Il est des entrepreneurs slovaques dont les aptitudes professionnelles sont reconnues non seulement dans leur pays mais ont su même attirer l’intérêt de l’étranger. Un exemple parmi beaucoup d’autres sont les entrepreneurs dans le secteur du verre, cités dans un article du journal économique slovaque Hospodárske Noviny, Marián et Jaroslav Katerinčin, qui développent leur activité entrepreunariale sous la marque Saga-Katerinčin.
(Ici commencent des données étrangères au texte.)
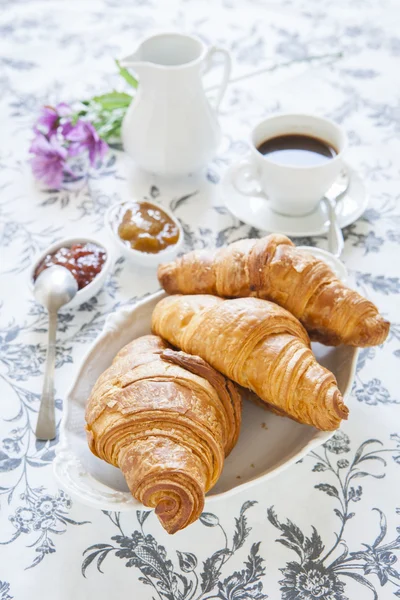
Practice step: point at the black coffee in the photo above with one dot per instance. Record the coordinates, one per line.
(297, 150)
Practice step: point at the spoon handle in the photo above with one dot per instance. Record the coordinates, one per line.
(46, 426)
(335, 235)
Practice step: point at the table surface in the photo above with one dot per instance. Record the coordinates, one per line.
(328, 527)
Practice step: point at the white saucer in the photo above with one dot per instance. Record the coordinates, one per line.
(256, 212)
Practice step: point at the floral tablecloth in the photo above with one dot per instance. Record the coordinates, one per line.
(327, 528)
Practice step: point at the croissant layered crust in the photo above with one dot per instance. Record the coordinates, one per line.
(167, 420)
(273, 268)
(260, 346)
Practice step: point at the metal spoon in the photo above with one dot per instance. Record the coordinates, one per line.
(336, 191)
(53, 288)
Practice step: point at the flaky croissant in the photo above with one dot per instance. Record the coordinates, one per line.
(274, 269)
(259, 345)
(167, 420)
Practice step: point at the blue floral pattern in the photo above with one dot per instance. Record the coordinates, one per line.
(328, 528)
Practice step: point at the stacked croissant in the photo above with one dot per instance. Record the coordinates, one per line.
(168, 410)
Ils s’apprêtent prochainement à bâtir une verrerie pour un cheikh saoudien pour un budget de deux millions d’euros. C’est pour la troisième fois qu’ils travailleront pour ce client, cette fois il s’agira de la plus impotante commande. « Nous fournirons dans cette verrerie, qui offrira de l’emploi à une cinquantaine de personnes, les technologies et nous y enverrons également le personnel qui formera ses salariés », précise Jaroslav Katerinčin.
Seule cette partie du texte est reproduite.